If pushed, I would say that find is the least-used-most-useful
general Unix command. Here we explore real-world uses of find,
either things I do or that I wish I could remember how to do :-)
find crawls over a a directory tree, typically reporting the files,
directories, etc., that it encounters. It differs from ls in that
it recurses into sub-directories.
The general syntax is...
find path1 [path2 ...] predicate(s) action
Almost always, the "path" is . (current working directory). The
predicates are the fun part. The action (at least the way I use
find) is nearly always -print or -ls. (See a little mention of
-print0 later on.)
List what's in the current directory:
# short GNU-ish form:
find
# classic works-anywhere form:
find . -print
(In the GNU-ish minimal example, the "path" defaults to .; there is
no predicate -- so everything matches; and the action is indeed
-print.)
List the current directory, sorted:
find | sort
List only the things with "tommy" in the name:
find . -name '*tommy*'
# or, equivalently:
find | grep tommy
Only things without "tommy" in the name:
find . '(' '!' -name '*tommy*' ')'
# or...
find | grep -v tommy
The -name thing only matches against the "basename" of the paths
that find is chomping through. You can also match against the whole
paths with:
find . -wholename '*public/*tommy*'
Choosing names with a regular expression, e.g. to find all files
ending in .c, .h, .cc, .cpp, and .C:
find . -regex '.*/svnwork/.*\.\([Cch]\|cc\|cpp\)'
(Note: the -regex thing matches against full paths, as with
-wholename.
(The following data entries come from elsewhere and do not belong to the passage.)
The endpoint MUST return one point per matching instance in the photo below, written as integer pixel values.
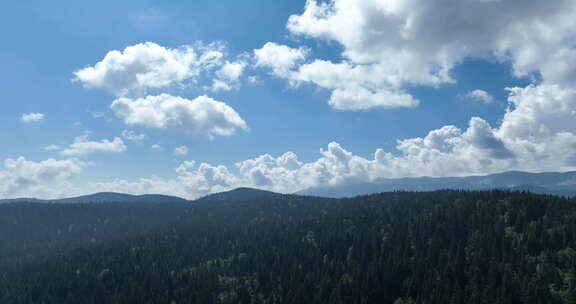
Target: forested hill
(400, 247)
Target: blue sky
(194, 97)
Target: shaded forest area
(400, 247)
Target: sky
(189, 98)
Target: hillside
(402, 247)
(555, 183)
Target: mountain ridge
(556, 183)
(102, 197)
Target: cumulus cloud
(149, 66)
(181, 151)
(202, 115)
(48, 178)
(156, 147)
(280, 58)
(388, 46)
(82, 146)
(536, 134)
(478, 96)
(31, 117)
(133, 136)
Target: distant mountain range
(544, 183)
(563, 184)
(104, 197)
(238, 195)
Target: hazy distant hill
(238, 195)
(104, 197)
(544, 183)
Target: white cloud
(280, 58)
(201, 115)
(149, 66)
(133, 136)
(536, 134)
(52, 148)
(156, 147)
(32, 117)
(45, 179)
(479, 96)
(82, 146)
(181, 151)
(388, 46)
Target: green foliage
(402, 247)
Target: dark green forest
(439, 247)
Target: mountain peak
(238, 194)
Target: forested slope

Also note: those are wacky Emacs-style regular
expressions; you can change that with -regextype.)
Back to something more sane... Choosing names case-insensitively:
find . -iname '*tommy*'
(There's also -iregex, -iwholename, ...)
Alright, I admit it: it is super-rare for me to use -regex,
-iwholename, -iname, etc. However, I very commonly list all the files
(no directories, symbolic links, sockets, named pipes, special device
files, ...):
find . -type f
And I often want to know more about them than just their name; enter -ls:
find . -type f -ls
Very often, what I want to know is "What are the ten biggest files?"
That's:
find . -type f -ls | sort -k 7nr | head
(sort -k 7nr: sort on the 7th column [size, as it happens],
numerically, reverse order.)
Now, often in a case like that, I don't even want to bother with,
say, files smaller than 100KB; filter those out ahead of time with
-size:
find . -type f -size +100000c -ls | sort -k 7nr | head
(Note: with -size, and later with -mtime, +N means "greater than
N" and -N means "less than N". You almost never want -size
1000000c, which means "exactly one million characters [bytes]".)
In case it isn't clear: the component parts of a predicate (-type f,
-size ...) get ANDed together. (Yes, there is an OR operator: -or.)
And, since I've mentioned it: -mtime checks the modification time
of a file, i.e. how old it is. So, for files over 20KB modified
sometime in the last month:
find . -type f -mtime -30 -size +20000c -ls | sort -k 7nr
There are a whole slew of find options to do with picking files by
their modification/creation/access times and doing so in super-precise
ways... The only thing I ever use besides -mtime is...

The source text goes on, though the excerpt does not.